You get a good view of the new building – described as a ‘twisted pyramid’ – on the way in. It was designed by Herzog & de Meuron and features a perforated brick lattice.
The basement area, known as the Tanks, is given over to live art, film and video. The walls are of moulded concrete and a curved staircase leads up to the ground floor.
I saw quite a lot of the staircases on my visit, as the queues for the lifts were so long that I ended up walking up the stairs to the tenth floor viewing platform. Which was quite useful, as it gave me a good overview of the building.
It’s all very cool, calm and restrained – as you go up there is more moulded concrete and plenty of pale polished wood. But it’s not plain – there are vistas and textures around every corner and views from the windows out over London and the river.
I feel a bit guilty saying this about an art gallery, but actually the viewing platform is one of the best bits. It looks out on all four sides with plenty of space to circulate and has fabulous views.
On the floor below, the new restaurant (not yet open when I visited) also offers great views and more pale wood furniture.
But what about the art? At the moment there are collections on the first, second and third floors in which women artists are strongly represented. There is a whole room of Louise Bourgeois, including one of her iconic spiders, and this work, using garments that belonged to her mother and herself as a child.
There has been a lot of interest in Kader Attia’s model of the ancient Algerian city of Ghardaïa, made from couscous, shown in the Living Cities gallery. It does have a real fascination to it – especially when you imagine the process of boiling up the couscous and shaping the moulds.
The galleries are spacious and can afford to give plenty of space over to large works – like this one by Ana Lupas whose work is made from straw which has been encased in metal to preserve it.

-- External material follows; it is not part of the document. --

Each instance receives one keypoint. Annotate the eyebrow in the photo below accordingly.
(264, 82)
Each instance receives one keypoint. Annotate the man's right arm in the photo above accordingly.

The two buildings are linked together by a bridge over the Turbine Hall at fourth floor level, which offers a view down to the Turbine Hall where one of Ai Weiwei’s tree sculptures, made from parts of trees gathered from all over China, stands.
It’s remarkable how such an imposing work can appear so tiny from up above – more like like a new shoot than a great tree. But then, the Switch House is there to give us new perspectives on art, and it certainly looks like succeeding.